Creating HGC compatible DataFrames

WaDI is intended to be a generic processor of hydrochemical data but also offers special support for HGC, which is a package for correction, validation and analysis of groundwater quality samples. An example workflow for reading data from a spreadsheet file in wide format is provided below. It demonstrates two key features

  • how to use WaDI’s default dictionary to map the feature names to HGC feature names

  • automatic unit conversion to HGC compatible units

As always, the first step is to define the WaDI DataObject that will perform the required steps. As can be seen from the function arguments, the name of the log file will be ‘hgc_compatible.log’ and no messages will be printed to the screen because the silent keyword argument is set to True.

In [1]: import wadi as wd

In [2]: wdo = wd.DataObject(log_fname='hgc_compatible.log',
   ...:     silent=True,
   ...: )
   ...: 

Second, the file_reader of the DataObject must understand the structure of the spreadsheet file. As explained in example 2, this is done by creating dictionaries with keyword arguments which enable importing multiple different ‘blocks’ of data from the file.

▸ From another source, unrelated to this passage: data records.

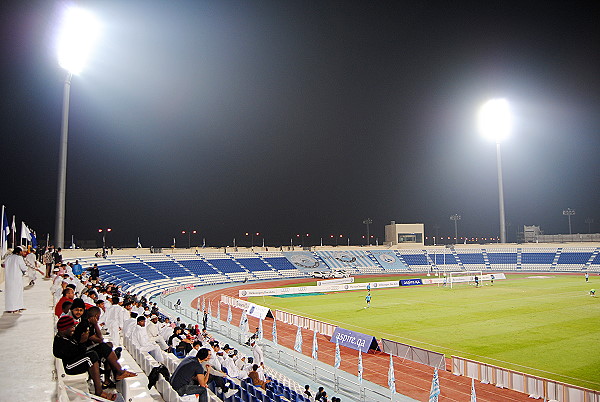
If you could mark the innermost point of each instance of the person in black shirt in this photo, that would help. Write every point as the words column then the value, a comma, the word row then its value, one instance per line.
column 190, row 377
column 78, row 359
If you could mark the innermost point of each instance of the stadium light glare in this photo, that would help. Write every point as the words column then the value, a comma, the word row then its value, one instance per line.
column 78, row 32
column 495, row 122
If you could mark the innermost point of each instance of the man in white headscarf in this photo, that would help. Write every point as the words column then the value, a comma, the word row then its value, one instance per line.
column 15, row 269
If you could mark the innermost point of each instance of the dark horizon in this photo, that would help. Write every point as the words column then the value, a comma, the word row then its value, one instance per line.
column 303, row 117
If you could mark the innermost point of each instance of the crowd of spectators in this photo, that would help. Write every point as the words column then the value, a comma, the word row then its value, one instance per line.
column 88, row 309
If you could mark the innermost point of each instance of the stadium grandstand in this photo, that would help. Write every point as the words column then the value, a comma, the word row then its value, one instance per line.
column 185, row 282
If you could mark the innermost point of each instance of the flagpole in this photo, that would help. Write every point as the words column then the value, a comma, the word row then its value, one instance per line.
column 3, row 241
column 14, row 230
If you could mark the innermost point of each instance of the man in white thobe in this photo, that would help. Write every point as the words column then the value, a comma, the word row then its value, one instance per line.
column 13, row 288
column 154, row 332
column 140, row 339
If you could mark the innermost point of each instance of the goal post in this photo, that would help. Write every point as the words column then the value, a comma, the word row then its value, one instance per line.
column 468, row 277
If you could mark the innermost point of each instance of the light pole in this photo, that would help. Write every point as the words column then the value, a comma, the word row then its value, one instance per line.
column 569, row 212
column 367, row 222
column 189, row 232
column 495, row 123
column 455, row 218
column 104, row 232
column 589, row 222
column 78, row 32
column 252, row 238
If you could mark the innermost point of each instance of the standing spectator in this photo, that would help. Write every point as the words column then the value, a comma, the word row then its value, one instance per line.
column 15, row 269
column 140, row 338
column 307, row 391
column 48, row 260
column 259, row 357
column 255, row 377
column 32, row 267
column 57, row 256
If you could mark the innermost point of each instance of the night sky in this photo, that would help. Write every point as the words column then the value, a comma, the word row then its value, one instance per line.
column 286, row 117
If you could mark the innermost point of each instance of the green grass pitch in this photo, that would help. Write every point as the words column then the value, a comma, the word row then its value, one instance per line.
column 543, row 324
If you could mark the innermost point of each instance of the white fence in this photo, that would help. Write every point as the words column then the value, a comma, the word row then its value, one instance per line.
column 535, row 387
column 305, row 322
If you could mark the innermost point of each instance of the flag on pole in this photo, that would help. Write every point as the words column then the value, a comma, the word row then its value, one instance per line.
column 435, row 388
column 473, row 395
column 315, row 353
column 298, row 344
column 25, row 233
column 392, row 376
column 360, row 368
column 244, row 322
column 5, row 233
column 274, row 331
column 33, row 239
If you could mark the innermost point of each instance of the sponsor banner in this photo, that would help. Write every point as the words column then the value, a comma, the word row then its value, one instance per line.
column 388, row 259
column 410, row 282
column 305, row 261
column 257, row 311
column 316, row 289
column 466, row 278
column 252, row 309
column 354, row 340
column 345, row 259
column 335, row 281
column 177, row 289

Here, the general sample data (sample code, location, sampling date) are found in columns A through E and the feature data in columns F through N. A separate dictionary needs to be created for both.

In [3]: df0_kwargs = {
   ...:     "skiprows": [1],
   ...:     "usecols": "A:E",
   ...:     "units_row": 1,
   ...:     "datatype": "sampleinfo",
   ...: }
   ...: 

In [4]: df1_kwargs = {
   ...:     "skiprows": [1],
   ...:     "usecols": "F:N",
   ...:     "units_row": 1,
   ...:     "datatype": "feature",
   ...: }
   ...: 

As can be seen from the items in both dictionaries defined above, "skiprows": [1] is provided so that the second row of the spreadsheet is not read when reading the concentration (or sample info) data. This is because the second row contains the units. This row must be read separately, which is accomplished by also passing "units_row": 1.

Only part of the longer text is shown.